In dieser Zeichnung beschäftigt sich Ernst Ludwig Kirchner wie so oft in dieser Zeit mit der Darstellung des städtischen Lebens, dem Gewimmel und Gedränge von fein gekleideten Menschen in der Großstadt Berlin. Optisch sticht eine Dame zwischen Herren mit hohen Hüten heraus. Im Gegensatz zu den blau kolorierten Mänteln der Männer ist bei ihrer Figur die Kleidung im Papierton belassen. Anhand des städtischen Motivs lässt sich die Darstellung auf Kirchners Berliner Zeit, genauer 1914, datieren. Deutlich ist anhand der unterschiedlichen Blattkanten und -ecken sowie der leichten Beschädigung zu erkennen, dass es sich um eine linke Seite aus einem Skizzenbuch handelt. Eine »Rückordnung« dieser Zeichnung in eines von Kirchners vielen Skizzenbüchern und damit auch eine verbindliche Datierung des Entstehungsjahres will Gerd Presler, Autor der Publikation ERNST LUDWIG KIRCHNER. DIE SKIZZENBÜCHER. »EKSTASE DES ERSTEN SEHENS«, auf unsere Bitte hin versuchen. Wir danken ihm außerdem für die kollegiale Hilfe in Bezug auf die Bestätigung der Handschrift der umseitig teilweise ausradiert überlieferten Bleistiftbeschriftung »W[...] / E. L. Kirchner« als »wohl [von] Erna Schilling«, Kirchners Lebensgefährtin und Teilerbin des Nachlasses.

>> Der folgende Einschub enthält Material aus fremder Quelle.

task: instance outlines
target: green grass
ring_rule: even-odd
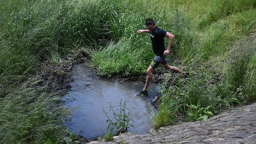
[[[42,92],[50,86],[42,86],[42,82],[31,79],[0,99],[1,143],[41,143],[48,139],[64,142],[68,138],[59,118],[68,111],[54,106],[65,91]]]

Die Schwierigkeit, die sich für ca. 70 Papierarbeiten von Ernst Ludwig Kirchner aus dem Forschungsbestand und damit auch für die hier recherchierte »Straßenszene« im Laufe des Projektes ergeben hatte, war es, den richtigen Erwerbungskontext durch Buchheim zu identifizieren und damit auch die werkrelevante Herkunft zu rekonstruieren. Dieses und mehrere andere Blätter aus dem Forschungsbestand haben gemeinsam, dass sie alle von Ernst Ludwig Kirchner stammen, undatiert sind, keine Herkunftshinweise wie Nachlass-Stempel aufweisen und entweder einen skizzenhaften Charakter haben oder wie dieses hier sichtbar aus einem Skizzenbuch herausgelöst wurden. Diese objektrelevanten Angaben verweisen auf den Ankauf von mindestens zwei Sammelnummern mit insgesamt ca. 130 Blättern von Ernst Ludwig Kirchner durch Lothar-Günther Buchheim (1918–2007) zu zwei unterschiedlichen Zeitpunkten im Auktionshaus Kornfeld & Klipstein, die die Recherchen in den in der Privatbibliothek der Eheleute Buchheim überlieferten Auktionskataloge belegen. Wir bedanken uns in diesem Zusammenhang herzlich für die kollegiale Unterstützung durch das Archiv Kornfeld, die uns Buchheims Erwerbung der Sammelnummer 635 in der Auktion 137 am 18.06.1970 »von 30 Blatt Zeichnungen und Skizzen« bestätigte, aber auch seinen Erwerb der Sammelnummer 534 in der Auktion 142 am 10.06.1971 »von ca. 100 Blatt Zeichnungen und Skizzen« . Dokumentationen zu dem genauen Inhalt der Sammelnummern gibt es im Archiv der Galerie Kornfeld nicht. Die jeweils leicht unterschiedlichen Losbeschreibungen haben aber eins gemeinsam: beide Sammelkonvolute stammen ehemals aus der Sammlung Lise Gujer aus Davos-Sertig, auch wenn sie nicht als solche durch einen Stempelabdruck gekennzeichnet wurden. Da uns aufgrund fehlender einzelwerkrelevanter Angaben zu den ca. 130 Papierarbeiten keine Werkidentifizierung möglich war, haben wir ausgehend von den Angaben in den Losbeschreibungen die Zeichnungen Kirchners ihrem Motiv, ihrer Darstellungsweise oder ihrer Größe nach einem oder alternativ beiden Erwerbungsmomenten und damit Sammelnummern zugeordnet. Da jedoch nicht ausgeschlossen werden kann, dass Buchheim die eine oder andere Zeichnung Kirchners, die die erwähnten Charakteristika aufweist, in einem völlig anderen Kontext erworben hat, wurden die entsprechenden Provenienzangaben, wie auch bei dieser Zeichnung, mit einem »vermutlich« oder sogar »eventuell« versehen.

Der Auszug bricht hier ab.